Many people want to start supplements before they start lipid lowering medications. The only supplements with solid emerging data on lipids are omega-3 fatty acids (fish oils), and niacin (also available as Niaspan). Fish oils can decrease triglycerides but some patients' stomachs cannot tolerate them. Niacin is better than any lipid lowering drug in increasing the "good" cholesterol (HDL). It can cause flushing of the face and a hot sensation for a half an hour at a time, but most people get used to it. Non-flush versions are available but their effectiveness is unknown.

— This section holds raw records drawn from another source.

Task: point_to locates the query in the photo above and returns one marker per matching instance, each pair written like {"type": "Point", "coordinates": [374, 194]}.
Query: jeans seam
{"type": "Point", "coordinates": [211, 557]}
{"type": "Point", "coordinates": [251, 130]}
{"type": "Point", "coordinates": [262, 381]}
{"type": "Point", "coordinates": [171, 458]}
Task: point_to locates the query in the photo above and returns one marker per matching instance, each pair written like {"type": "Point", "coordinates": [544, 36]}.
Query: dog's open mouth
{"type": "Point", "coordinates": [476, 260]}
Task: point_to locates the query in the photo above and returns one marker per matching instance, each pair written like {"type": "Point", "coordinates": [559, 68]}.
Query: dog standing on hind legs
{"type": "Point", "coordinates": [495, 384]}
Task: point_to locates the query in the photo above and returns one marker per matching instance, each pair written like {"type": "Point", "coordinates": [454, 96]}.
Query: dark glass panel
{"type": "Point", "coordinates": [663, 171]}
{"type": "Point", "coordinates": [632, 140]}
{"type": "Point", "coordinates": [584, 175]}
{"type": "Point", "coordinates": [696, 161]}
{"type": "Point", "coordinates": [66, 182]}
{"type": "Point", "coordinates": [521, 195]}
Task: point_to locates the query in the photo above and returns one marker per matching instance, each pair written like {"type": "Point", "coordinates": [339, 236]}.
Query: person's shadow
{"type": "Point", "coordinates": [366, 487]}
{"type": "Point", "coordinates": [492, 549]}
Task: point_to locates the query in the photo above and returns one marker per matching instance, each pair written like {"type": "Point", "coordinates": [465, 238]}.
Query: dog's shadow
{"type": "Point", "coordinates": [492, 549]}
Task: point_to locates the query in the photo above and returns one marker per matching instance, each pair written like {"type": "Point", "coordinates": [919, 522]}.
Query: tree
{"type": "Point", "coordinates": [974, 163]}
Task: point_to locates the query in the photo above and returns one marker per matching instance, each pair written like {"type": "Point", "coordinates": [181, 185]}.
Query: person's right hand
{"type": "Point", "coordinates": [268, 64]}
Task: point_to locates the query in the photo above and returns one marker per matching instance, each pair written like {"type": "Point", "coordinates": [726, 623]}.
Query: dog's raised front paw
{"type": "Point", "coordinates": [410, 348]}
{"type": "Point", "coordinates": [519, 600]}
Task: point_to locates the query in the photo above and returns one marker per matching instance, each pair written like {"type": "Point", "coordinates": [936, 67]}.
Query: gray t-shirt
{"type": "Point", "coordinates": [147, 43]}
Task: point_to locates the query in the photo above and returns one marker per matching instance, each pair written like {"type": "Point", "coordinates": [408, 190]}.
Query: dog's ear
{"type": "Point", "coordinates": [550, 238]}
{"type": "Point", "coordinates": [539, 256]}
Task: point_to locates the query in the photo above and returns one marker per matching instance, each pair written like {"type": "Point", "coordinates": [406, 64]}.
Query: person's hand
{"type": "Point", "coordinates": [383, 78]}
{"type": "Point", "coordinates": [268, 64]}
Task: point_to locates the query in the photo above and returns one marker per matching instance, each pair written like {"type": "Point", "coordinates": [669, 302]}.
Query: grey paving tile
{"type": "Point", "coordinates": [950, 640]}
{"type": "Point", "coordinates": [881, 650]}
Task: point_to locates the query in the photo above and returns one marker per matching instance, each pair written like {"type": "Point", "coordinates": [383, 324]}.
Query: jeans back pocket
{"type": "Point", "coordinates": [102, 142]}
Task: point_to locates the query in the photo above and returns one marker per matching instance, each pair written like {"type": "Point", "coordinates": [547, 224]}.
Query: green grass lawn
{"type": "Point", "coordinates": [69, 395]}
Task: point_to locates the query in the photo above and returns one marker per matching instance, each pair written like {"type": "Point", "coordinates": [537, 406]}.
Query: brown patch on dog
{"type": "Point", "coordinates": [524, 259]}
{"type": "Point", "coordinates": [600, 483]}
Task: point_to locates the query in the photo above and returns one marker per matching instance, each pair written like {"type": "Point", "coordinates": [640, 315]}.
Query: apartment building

It is not clear if Raltegravir (Isentress, the first integrase inhibitor) or Maraviroc (Celsentry -- a CCR5 entry inhibitor) have any effect on body composition. So far, they appear to be lipid friendly when taken with Viread and Epivir. Fuzeon (an injectable entry inhibitor) also seems to be lipid friendly, but it is usually used with boosted protease inhibitors that can cause increases in lipids. It seems that there may be genetic factors that make some patients more prone to increased low density lipoprotein (bad) cholesterol and triglycerides.
Lipid lowering agents like statins (Lipitor, etc) or fibrates (Tricor, etc.) can work wonders in many, but even with their use, some patients never reach "normal" lipid levels. A combination of niacin, lower sugar and animal fat intake, exercise, fish oil supplements or an increase in fatty cold water fish consumption (salmon) and soluble fiber (fruits, vegetables, oats) are sometimes used to treat lipids. Some individuals have tried combining statins and fibrates, but this combo can lead to an increase in muscle related disorders in some patients.
We have learned a lot during the past 10 years about body changes associated with HIV, but many more questions remain. It is the hope that those new to HAART therapy will not have to suffer the devastating drug side effects that their predecessors have had to contend with in the past 20 years. As patients, it is our responsibility to stay educated and learn from others about emerging options that may make it possible one day to live fully without HIV related body changes and other side effects.
Nelson Vergel is director of Program for Wellness Restoration.